Two years ago, Bilal Qizilbash organized R U Hungry, a group that brings dinner to feed those in need at Smith Park every Friday with food from local restaurants such as Aladdin Mediterranean Grill. The group's name comes from the fact that Qizilbash and other volunteers never ask anyone who comes seeking food about their housing status, instead simply asking them, "Are you hungry?"
Initially, the organization was not a formally recognized nonprofit and received no grants or financing beyond the $150 to $200 per week that Qizilbash himself paid for food. The Internal Revenue Service officially named R U Hungry a charitable nonprofit in June 2016. The nonprofit is called the Draw a Smile Foundation, while R U Hungry remains the name of the weekly event at Smith Park.
"We're a movement about humanity," Qizilbash says. "We call folks who come to us guests, and we're here to connect with them."
Qizilbash graduated from Stony Brook University in New York in 2010 with a bachelor's degree in biology and then enrolled at Mississippi College, where he received a master's in medical sciences in 2015. He is currently working on his master's degree in business administration at MC as well.
R U Hungry's Draw a Smile Foundation recently started R U Fed, a program that partners with restaurants to provide meals throughout Jackson. People in need of food can receive a meal whenever the participating restaurants are open with no need to fill out paperwork to participate.

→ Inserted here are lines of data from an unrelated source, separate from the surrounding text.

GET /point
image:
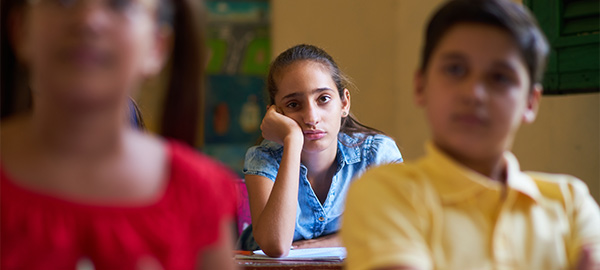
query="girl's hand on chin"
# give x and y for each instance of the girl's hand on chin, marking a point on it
(278, 127)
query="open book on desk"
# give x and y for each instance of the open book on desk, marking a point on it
(305, 254)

In addition to his work with R U Hungry, Qizilbash has also formed a company called Qizilbash Holdings to find a way to produce kale juice and other products on an industrial scale because of the green's health benefits that he has observed. He is working with local farmers, Gov. Phil Bryant and the Mississippi Department of Agriculture to set up large-scale kale farms in the state, he says.
In the meantime, Qizilbash continues to focus on doing whatever he can to take care of the needs of Jackson residents.
"When we first started ... feeding people at Smith Park, we would get maybe five people on average a week, but now it's usually about 70 to 100 since more people have started hearing about us," he says.
"... We're here to feed people no matter who you are, what your situation is or what faith you might belong to. We aren't here to judge. We're not preaching here, just feeding."